Cuando Macaya analiza los partidos, sus comentarios no se alejan un ápice de la lógica propia del partido. Aún frente a esa cosa a menudo sin sustancia propia que puede ser un partido de fútbol, Macaya sigue fiel a las tablas de su ley: cómo funciona la defensa, qué pasa con el ataque, cómo se llega al gol. El resto, no le incumbe. En su compromiso con ese rigor epistemológico inventado por él mismo, le da a los partidos un atractivo superior a muchas de las alharacas que a menudo los opacan.
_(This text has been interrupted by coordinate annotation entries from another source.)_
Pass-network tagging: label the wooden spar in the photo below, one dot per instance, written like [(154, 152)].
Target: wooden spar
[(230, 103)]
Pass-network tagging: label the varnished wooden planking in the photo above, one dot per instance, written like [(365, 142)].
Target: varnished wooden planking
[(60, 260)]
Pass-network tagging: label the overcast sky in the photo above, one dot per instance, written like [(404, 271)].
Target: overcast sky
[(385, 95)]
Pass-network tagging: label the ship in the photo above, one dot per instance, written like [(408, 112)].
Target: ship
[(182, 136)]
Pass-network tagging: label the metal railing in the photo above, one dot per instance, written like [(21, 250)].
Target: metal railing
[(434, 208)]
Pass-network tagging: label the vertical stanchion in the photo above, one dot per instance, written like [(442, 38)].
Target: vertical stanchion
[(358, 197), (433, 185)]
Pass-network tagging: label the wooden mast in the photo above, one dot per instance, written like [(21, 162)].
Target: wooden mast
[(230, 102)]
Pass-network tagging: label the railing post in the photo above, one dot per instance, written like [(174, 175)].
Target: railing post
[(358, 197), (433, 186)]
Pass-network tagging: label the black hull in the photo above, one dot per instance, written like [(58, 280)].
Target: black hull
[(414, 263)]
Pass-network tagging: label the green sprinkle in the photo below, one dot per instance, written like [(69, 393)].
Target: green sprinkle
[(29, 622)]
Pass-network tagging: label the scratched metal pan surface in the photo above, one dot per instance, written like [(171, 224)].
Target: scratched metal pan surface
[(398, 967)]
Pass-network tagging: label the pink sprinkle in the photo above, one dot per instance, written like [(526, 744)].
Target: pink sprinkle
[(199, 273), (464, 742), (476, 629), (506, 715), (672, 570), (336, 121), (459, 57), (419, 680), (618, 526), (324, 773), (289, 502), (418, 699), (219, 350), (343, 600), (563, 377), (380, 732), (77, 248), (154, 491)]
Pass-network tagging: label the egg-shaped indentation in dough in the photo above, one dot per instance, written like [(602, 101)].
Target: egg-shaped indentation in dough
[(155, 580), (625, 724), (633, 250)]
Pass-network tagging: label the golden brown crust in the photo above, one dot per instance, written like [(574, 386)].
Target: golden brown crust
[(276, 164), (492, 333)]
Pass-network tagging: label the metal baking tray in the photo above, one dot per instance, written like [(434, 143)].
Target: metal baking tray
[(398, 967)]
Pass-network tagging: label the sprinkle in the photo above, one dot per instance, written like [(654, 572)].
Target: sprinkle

TIEMPO DE DESCUENTO El próximo Mundial será pasando el año 2000. No debo ser el único al que le da vértigo de sólo pensarlo. Aunque las contiendas deportivas se remontan a distintas culturas y épocas, el Mundial es claramente un producto del siglo XX. El famoso “22 tipos corriendo detrás de una pelota” nos acompañará a los habitantes de este siglo como una de esas experiencias que contaremos a las generaciones futuras sabiendo que no terminarán de entenderlo claramente. Aunque no he escuchado este slogan a menudo, éste es el último Mundial del siglo. No digo que eso tenga que ser algo necesariamente importante en ningún aspecto público. En absoluto. Pero, en lo personal, es mi despedida de este siglo. Ya está. Cuando llegue el 2000, yo ya me habré despedido con dos años antes que todos. Lo que queda ya ni siquiera se parece demasiado a lo que fue.

No he vivido otros, pero éste ha sido un siglo especialmente desagradable en no pocos de sus años.

Despedirlo con un Mundial es realmente de lo menos malo que podía pasarnos.